Research reveals that over the next two decades as many as 140,000 homes will be required every year particularly in the North and the Midlands. The government’s plans to level up the country is expected to lead to a significant increase in demand for housing outside London and the South East. Meanwhile there could be less pressure on some areas of the country that have high demand, such as the home counties.

The report from the Building Back Britain Commission says that over the next 20 years around 86,000 to 140,000 homes will be needed every year in the areas government defines as most in need of levelling up – a third of this will be ‘affordable housing’. This is around an additional 13,000 to 67,000 homes every year compared to the government’s current estimates for those areas.

Birmingham would require the largest increase in new homes. Currently, 4,829 homes a year have been earmarked under the standard way the government assesses need. This would rise to 12,430 homes a year under a scenario based on future growth.

Manchester requires the second largest increase in new homes. Using the present housing assessment, 3527 homes are needed a year. This more than doubles to 7469 homes a year based on future growth.
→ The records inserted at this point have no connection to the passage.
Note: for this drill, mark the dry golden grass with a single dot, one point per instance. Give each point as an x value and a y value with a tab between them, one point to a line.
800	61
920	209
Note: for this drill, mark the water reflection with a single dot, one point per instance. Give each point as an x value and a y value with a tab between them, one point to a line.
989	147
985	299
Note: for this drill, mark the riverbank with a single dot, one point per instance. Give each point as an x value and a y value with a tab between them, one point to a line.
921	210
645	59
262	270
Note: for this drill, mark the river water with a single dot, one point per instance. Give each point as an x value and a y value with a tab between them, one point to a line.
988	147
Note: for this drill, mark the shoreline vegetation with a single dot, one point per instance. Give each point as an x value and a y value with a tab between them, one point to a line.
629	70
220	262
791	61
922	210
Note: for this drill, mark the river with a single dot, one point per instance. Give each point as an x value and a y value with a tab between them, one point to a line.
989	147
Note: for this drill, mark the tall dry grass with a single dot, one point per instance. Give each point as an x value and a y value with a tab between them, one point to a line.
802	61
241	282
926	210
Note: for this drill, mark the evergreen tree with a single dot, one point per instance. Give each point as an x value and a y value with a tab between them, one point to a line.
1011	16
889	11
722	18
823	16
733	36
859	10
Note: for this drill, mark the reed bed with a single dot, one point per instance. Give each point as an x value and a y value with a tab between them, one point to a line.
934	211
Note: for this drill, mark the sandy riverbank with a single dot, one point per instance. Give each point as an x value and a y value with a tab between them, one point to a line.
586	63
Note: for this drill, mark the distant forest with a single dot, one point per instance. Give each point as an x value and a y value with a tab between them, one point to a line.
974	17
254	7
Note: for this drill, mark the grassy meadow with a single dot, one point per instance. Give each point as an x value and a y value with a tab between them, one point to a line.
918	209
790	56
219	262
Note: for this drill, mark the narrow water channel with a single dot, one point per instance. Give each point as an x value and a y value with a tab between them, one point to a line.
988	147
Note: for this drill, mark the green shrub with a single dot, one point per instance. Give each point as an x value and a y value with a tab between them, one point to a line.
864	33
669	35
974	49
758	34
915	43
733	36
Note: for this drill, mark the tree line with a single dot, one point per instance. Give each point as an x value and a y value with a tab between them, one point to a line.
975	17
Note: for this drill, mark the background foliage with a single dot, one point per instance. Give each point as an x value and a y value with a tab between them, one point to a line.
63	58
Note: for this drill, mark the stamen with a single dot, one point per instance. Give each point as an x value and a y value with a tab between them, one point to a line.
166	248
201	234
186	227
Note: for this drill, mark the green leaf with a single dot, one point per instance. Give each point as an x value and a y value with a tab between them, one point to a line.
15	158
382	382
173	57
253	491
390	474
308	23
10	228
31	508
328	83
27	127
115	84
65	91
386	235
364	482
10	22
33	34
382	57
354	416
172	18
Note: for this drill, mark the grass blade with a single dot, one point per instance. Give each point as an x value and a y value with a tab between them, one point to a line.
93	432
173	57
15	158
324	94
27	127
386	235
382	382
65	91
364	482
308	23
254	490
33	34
The report also argues for the creation of at least one ‘Construction Cluster’ in every region of the UK by 2030 to foster innovation and help train up workers in the latest methods of construction, with the first of these located in Leeds.
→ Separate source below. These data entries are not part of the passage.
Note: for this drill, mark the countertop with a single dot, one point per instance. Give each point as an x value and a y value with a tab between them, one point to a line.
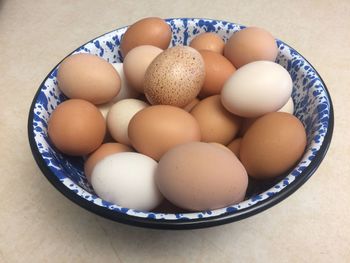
38	224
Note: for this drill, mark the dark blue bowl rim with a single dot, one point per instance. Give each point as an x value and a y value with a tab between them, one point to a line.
190	223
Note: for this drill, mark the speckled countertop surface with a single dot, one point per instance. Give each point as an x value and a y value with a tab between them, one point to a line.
38	224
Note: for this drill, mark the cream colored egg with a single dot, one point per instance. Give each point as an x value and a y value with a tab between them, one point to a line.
126	92
288	107
257	88
119	116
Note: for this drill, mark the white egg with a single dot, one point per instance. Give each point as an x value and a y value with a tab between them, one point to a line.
119	116
128	180
288	107
256	89
125	91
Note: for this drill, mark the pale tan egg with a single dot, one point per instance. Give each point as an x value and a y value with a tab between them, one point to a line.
215	122
272	145
235	145
175	77
208	41
217	70
249	45
76	127
103	151
88	77
200	176
156	129
147	31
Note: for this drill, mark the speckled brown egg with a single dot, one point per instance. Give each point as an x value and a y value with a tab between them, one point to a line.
201	176
272	145
76	127
174	77
191	105
147	31
156	129
216	123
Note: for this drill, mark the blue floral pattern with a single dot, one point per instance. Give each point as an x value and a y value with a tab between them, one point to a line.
312	107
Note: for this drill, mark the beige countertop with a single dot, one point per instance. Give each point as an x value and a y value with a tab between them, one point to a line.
38	224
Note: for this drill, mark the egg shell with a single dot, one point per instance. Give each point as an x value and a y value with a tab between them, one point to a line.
88	77
256	89
215	122
272	145
235	145
199	176
167	207
156	129
76	127
208	41
126	92
104	150
288	107
136	63
119	117
217	70
220	145
127	179
191	105
175	77
147	31
247	122
250	44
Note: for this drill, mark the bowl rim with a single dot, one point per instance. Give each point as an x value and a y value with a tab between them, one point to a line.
181	223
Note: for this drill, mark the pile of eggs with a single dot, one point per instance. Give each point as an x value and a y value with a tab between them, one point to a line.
186	125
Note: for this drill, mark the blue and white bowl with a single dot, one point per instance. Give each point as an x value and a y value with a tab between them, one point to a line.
313	107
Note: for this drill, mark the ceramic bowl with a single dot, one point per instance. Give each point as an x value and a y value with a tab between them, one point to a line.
313	107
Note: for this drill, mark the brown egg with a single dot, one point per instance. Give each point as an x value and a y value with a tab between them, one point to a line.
246	123
156	129
199	176
174	77
272	145
136	63
215	122
76	127
250	44
103	151
208	41
191	105
220	145
217	70
88	77
147	31
167	207
235	145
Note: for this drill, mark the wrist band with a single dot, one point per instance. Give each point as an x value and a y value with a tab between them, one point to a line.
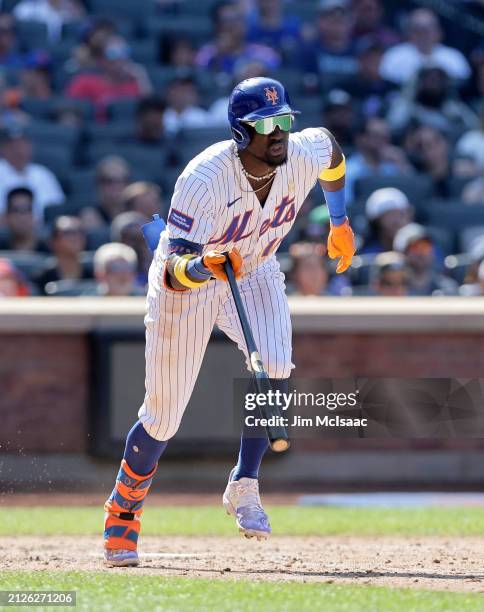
333	174
335	201
180	272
Terrie Alafat, chair of the Building Back Britain Commission, said: “Our results have profound implications for policy. The government’s current housing strategy simply does not fit the levelling up agenda. It is based on past growth trends and will not be dynamic enough to meet future demand. The increase in demand in levelling up areas should reduce the pressure for new homes in other areas that are already economically developed.”

David Renard, Local Government Association housing spokesperson, said: “This latest report on the severe shortage of homes in some areas of the country underlines the chronic need to build more social housing where it is most needed and the role councils need to be able to play to tackle this crisis.   

“As part of the government’s ambition to level up the nation and build back better, we are calling for councils to be given the powers and resources to deliver 100,000 social homes for rent each year. This should include further reform to Right to Buy, by allowing councils to retain 100 per cent of receipts, have flexibility to combine Right to Buy receipts with other government grants and be able to set the size of discounts locally.

“Building social housing on this scale would shorten council housing waiting lists, boost home ownership, reduce homelessness and cut carbon emissions, while delivering a multi-billion long-term boost to the economy.”